Все это было прекрасно придумано, за исключением уборки мусора и ходьбы за водой, и я не шутя взбунтовался, настаивая, чтобы моя возлюбленная не была моей служанкой. Она утверждала, что служила мне в Риме, в первые дни моего пребывания в Пикколомини, и что ей приятно служить мне целую жизнь; но я никак не мог согласиться на это. Девушка, отдавшись мне, должна повелевать мною, а не повиноваться мне. Я понимаю теперь, что можно полюбить свою экономку и жениться на ней; но если уж она достойна быть женой, то муж должен обращаться с нею, как с равной себе.

— Да, я вижу, — воскликнула она, отдавая мне метлу, которую я вырывал из ее смугленьких, полненьких ручек, — ты обращаешься со мной, не как со своей женой.

— Ты ошибаешься! Жена моя должна хозяйничать, когда я буду занят делами для содержания семейства; но когда мне, как сегодня, будет нечего делать, она будет делать только то, чего я уж решительно не сумею сделать.

— Но ты именно мести-то и не умеешь. Ты совсем не так метешь, как надо.

— Я научусь. Выйди отсюда; я не хочу, чтобы эти облака пыли ложились на твои прекрасные волосы.

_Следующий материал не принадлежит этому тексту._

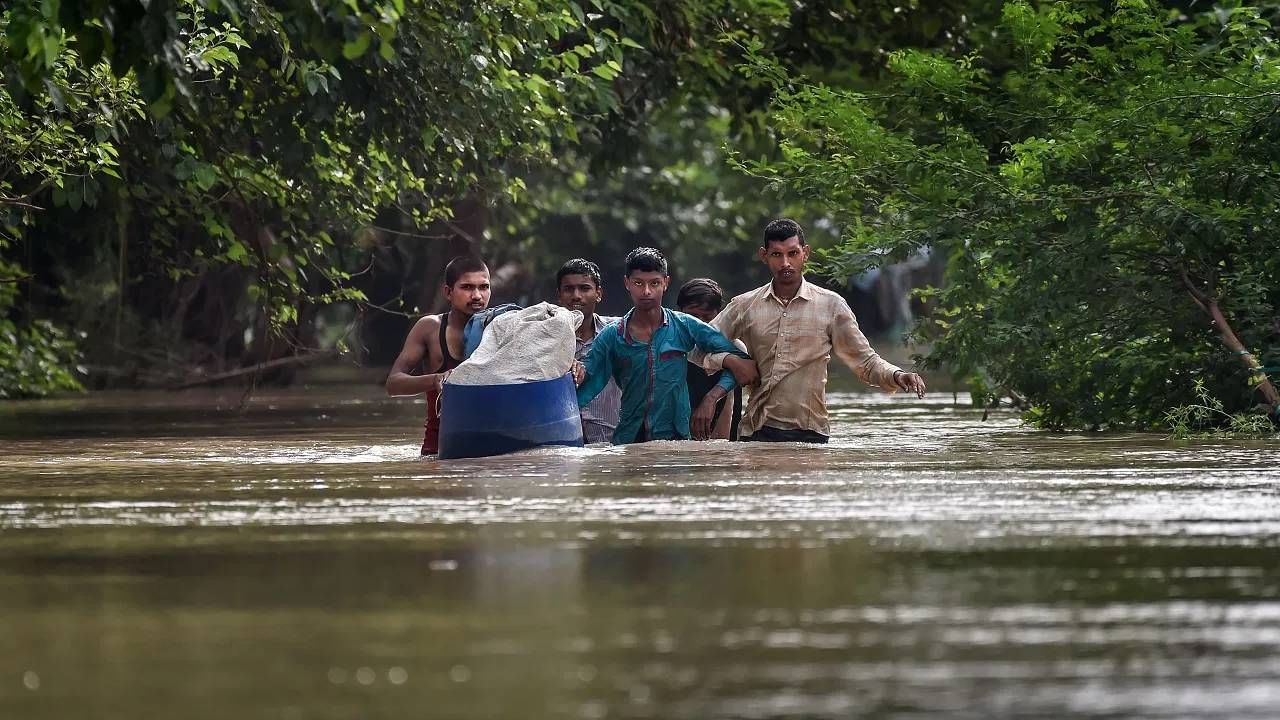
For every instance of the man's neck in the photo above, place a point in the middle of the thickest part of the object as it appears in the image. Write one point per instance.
(586, 331)
(787, 291)
(458, 319)
(648, 318)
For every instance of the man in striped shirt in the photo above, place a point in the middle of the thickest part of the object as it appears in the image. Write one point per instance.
(791, 328)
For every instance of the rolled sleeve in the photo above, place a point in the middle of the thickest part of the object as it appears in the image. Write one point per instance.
(851, 346)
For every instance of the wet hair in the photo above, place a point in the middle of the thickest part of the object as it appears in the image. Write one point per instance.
(782, 229)
(700, 292)
(579, 267)
(645, 260)
(461, 265)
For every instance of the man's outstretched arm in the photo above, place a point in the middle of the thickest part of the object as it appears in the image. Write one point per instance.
(851, 346)
(401, 382)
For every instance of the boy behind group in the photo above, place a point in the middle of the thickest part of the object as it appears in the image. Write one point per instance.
(577, 287)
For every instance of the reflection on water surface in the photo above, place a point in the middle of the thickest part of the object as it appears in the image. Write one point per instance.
(169, 556)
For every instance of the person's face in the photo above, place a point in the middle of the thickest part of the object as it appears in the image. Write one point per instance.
(580, 292)
(704, 313)
(647, 288)
(470, 294)
(785, 259)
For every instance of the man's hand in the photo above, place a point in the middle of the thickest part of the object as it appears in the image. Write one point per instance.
(910, 382)
(745, 372)
(703, 420)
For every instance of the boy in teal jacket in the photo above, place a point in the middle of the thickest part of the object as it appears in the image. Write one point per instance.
(645, 354)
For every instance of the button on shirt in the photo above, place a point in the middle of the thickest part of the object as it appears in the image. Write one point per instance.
(791, 342)
(600, 417)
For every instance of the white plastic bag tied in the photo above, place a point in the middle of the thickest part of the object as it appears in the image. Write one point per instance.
(522, 346)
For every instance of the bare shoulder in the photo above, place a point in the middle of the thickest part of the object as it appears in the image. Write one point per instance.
(425, 332)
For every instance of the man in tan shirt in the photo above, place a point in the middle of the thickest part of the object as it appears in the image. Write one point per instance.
(791, 328)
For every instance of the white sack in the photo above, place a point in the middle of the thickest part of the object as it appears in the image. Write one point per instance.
(521, 346)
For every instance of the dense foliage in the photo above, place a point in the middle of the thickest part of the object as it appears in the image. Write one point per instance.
(193, 186)
(1102, 177)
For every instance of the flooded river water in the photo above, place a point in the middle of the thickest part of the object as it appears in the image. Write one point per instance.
(167, 556)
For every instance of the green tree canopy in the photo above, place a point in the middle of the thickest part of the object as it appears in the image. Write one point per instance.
(1102, 177)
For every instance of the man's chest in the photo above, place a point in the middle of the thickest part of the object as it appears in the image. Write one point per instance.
(775, 328)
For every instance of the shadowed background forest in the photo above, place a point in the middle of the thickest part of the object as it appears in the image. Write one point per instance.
(1082, 195)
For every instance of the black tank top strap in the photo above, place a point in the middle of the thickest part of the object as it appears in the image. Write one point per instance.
(448, 360)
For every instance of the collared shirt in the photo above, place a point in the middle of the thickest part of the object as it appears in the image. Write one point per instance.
(652, 374)
(791, 342)
(600, 415)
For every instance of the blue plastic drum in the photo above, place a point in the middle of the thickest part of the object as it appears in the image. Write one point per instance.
(481, 420)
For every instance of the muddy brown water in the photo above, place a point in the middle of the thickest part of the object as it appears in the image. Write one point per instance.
(169, 556)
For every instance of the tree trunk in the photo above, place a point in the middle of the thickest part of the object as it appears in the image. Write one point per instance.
(1208, 302)
(1228, 335)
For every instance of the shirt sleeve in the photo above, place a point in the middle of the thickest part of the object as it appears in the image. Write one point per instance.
(599, 367)
(850, 345)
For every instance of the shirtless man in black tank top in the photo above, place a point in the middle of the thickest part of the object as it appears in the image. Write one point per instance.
(435, 342)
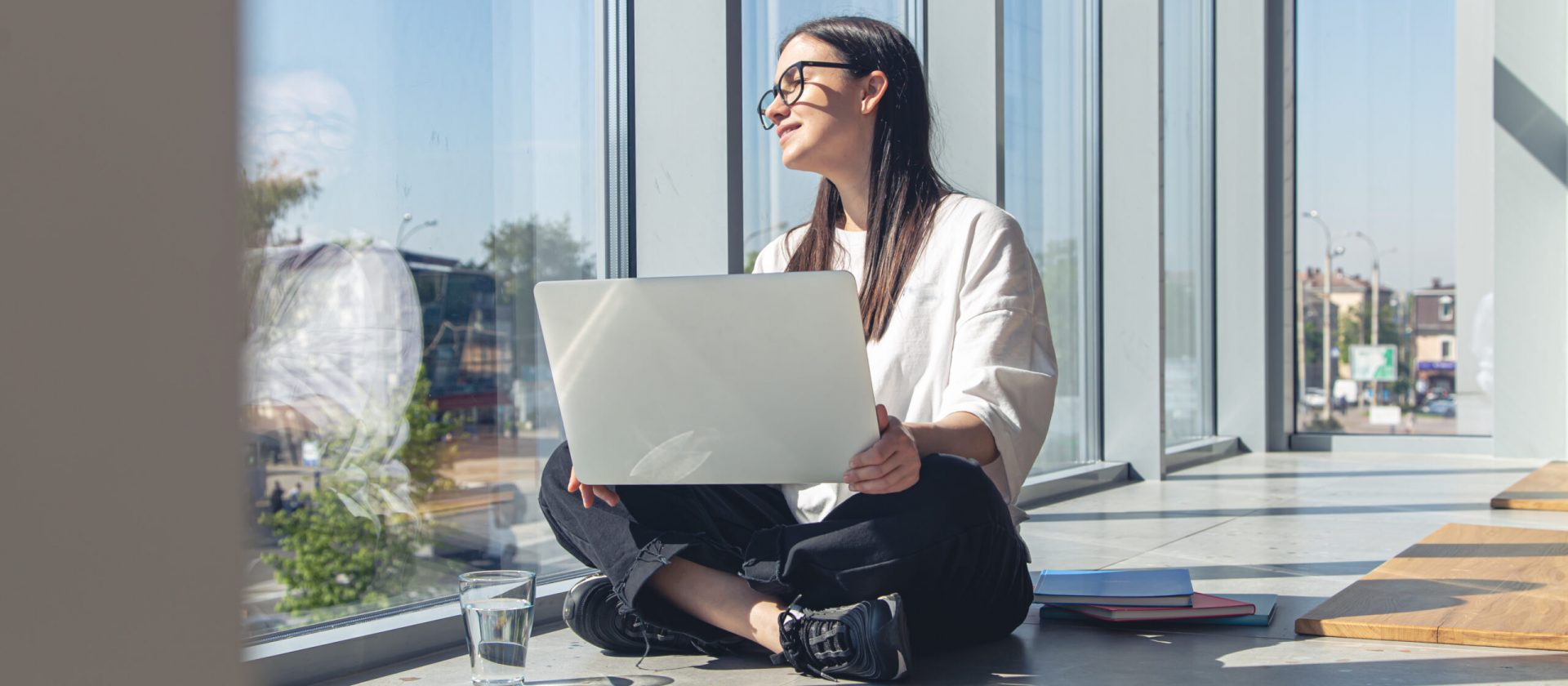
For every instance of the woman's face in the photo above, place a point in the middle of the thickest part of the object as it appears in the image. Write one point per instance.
(830, 129)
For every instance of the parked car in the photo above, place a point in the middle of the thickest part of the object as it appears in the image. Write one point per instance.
(1440, 406)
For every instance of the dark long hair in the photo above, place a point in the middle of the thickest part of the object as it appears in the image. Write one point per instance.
(905, 185)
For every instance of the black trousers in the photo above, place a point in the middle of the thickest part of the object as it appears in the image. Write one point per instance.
(946, 544)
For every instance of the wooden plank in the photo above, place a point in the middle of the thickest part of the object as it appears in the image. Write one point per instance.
(1463, 585)
(1544, 489)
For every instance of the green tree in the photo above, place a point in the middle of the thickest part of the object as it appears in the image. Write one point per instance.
(427, 453)
(526, 252)
(336, 552)
(267, 194)
(336, 558)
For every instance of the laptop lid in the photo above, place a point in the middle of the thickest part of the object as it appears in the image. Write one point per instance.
(710, 380)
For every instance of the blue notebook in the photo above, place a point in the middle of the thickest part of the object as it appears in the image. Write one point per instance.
(1162, 588)
(1263, 616)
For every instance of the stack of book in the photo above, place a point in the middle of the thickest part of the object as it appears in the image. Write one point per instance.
(1143, 595)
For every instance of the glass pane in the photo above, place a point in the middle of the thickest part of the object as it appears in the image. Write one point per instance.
(410, 172)
(1377, 240)
(1051, 168)
(778, 198)
(1189, 218)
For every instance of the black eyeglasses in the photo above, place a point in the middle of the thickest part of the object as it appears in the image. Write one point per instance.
(791, 85)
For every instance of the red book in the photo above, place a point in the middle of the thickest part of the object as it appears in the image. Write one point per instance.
(1203, 605)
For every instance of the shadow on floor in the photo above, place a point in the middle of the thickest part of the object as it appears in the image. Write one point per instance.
(1330, 475)
(1325, 510)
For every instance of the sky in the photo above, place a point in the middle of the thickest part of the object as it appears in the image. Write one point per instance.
(472, 114)
(1375, 135)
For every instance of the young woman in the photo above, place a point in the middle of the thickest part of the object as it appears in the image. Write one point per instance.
(918, 549)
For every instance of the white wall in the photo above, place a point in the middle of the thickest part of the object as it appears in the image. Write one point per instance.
(118, 283)
(1530, 229)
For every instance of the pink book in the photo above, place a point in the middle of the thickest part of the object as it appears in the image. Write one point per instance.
(1203, 605)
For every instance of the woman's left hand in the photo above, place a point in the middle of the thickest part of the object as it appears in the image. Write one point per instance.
(889, 466)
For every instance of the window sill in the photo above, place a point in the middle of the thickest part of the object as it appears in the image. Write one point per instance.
(353, 648)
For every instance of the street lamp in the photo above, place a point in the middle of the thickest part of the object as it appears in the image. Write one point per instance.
(408, 218)
(1377, 292)
(1329, 288)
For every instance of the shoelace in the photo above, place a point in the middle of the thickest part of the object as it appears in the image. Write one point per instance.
(809, 643)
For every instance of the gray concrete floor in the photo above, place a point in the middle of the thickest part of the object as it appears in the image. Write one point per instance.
(1302, 525)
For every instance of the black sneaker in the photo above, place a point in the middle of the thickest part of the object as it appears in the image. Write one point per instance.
(866, 641)
(596, 614)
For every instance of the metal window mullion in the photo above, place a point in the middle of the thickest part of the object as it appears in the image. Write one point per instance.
(620, 152)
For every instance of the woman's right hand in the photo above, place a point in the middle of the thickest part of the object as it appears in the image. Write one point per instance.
(590, 492)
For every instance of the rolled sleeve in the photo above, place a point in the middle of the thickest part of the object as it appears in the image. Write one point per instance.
(1004, 367)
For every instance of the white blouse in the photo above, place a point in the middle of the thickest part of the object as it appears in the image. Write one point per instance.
(969, 334)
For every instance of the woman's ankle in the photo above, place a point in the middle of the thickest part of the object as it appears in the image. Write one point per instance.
(765, 626)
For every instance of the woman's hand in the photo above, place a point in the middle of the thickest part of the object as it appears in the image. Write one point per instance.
(590, 492)
(889, 466)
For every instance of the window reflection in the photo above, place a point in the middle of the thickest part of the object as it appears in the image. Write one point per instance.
(1049, 78)
(412, 172)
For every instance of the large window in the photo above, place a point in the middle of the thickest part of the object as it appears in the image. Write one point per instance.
(1187, 136)
(777, 198)
(410, 172)
(1392, 292)
(1051, 170)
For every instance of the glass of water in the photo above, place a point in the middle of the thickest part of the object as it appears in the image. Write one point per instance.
(497, 616)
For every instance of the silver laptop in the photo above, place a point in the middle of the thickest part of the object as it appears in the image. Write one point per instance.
(710, 380)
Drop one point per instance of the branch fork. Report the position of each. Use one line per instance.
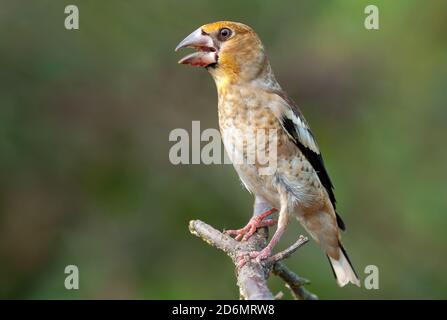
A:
(252, 276)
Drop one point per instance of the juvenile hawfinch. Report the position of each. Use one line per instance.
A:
(251, 102)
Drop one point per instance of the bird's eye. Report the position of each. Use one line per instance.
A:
(224, 34)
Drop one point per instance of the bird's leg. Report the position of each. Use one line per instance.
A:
(283, 221)
(255, 222)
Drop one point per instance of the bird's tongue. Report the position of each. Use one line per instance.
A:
(200, 59)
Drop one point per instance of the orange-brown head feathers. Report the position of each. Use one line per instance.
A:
(231, 51)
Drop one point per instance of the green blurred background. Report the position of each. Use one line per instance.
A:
(85, 115)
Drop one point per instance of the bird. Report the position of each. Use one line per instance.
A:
(251, 101)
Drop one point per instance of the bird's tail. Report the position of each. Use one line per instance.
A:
(343, 270)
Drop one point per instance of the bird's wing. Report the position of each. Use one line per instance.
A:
(298, 130)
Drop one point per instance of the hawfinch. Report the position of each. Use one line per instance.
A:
(253, 109)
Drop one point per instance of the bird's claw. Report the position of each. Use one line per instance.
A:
(255, 222)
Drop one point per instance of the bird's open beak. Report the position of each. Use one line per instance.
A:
(206, 54)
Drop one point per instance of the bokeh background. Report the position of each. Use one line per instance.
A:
(85, 116)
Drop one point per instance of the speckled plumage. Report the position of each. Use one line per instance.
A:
(250, 101)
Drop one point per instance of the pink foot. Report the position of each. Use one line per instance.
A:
(255, 222)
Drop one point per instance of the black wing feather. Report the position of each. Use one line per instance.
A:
(316, 160)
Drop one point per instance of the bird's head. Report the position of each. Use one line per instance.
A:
(231, 51)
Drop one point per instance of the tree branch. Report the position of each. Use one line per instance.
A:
(252, 277)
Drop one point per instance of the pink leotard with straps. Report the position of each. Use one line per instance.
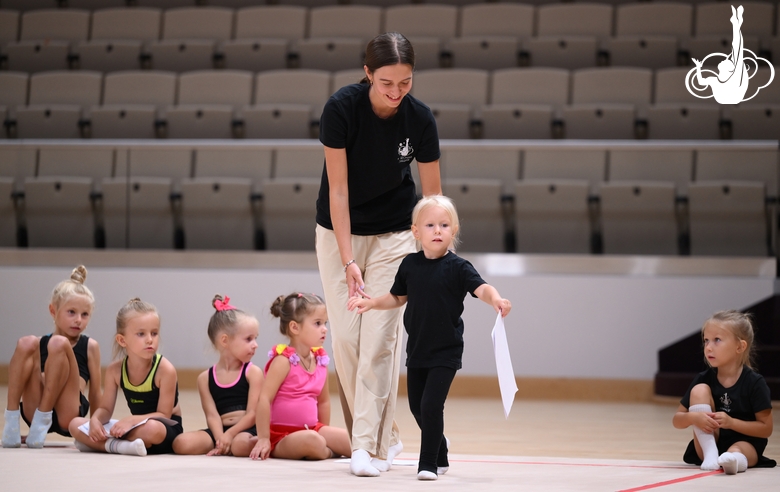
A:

Когда наши хозяйственные хлопоты окончились, я спросил ее, приходит ли иногда в этот дом фермер, у которого мы похитили две охапки соломы, чтобы устроить мне постель. Даниелла отвечала, что он живет в полудеревенском домике, который виднелся на конце кипарисовой аллеи. В старинных итальянских поместьях фермы и скотный двор обыкновенно строились в самой середине садов. Это настоящая villeggiatura, и это здесь принято. Возы, запряженные волами, разъезжают по аллеям, коровы и лошади пасутся на роскошных дерновых лугах, и это не портит сельских видов. Эти образцовые фермы не похожи на швейцарские, как молочня в Трианоне. Это красивые строения в местном вкусе, в стены которых врезаны обломки античного мрамора, оставшиеся от постройки дворца. Куски белого мрамора, вделанные в розовые кирпичи, производят прекрасный эффект.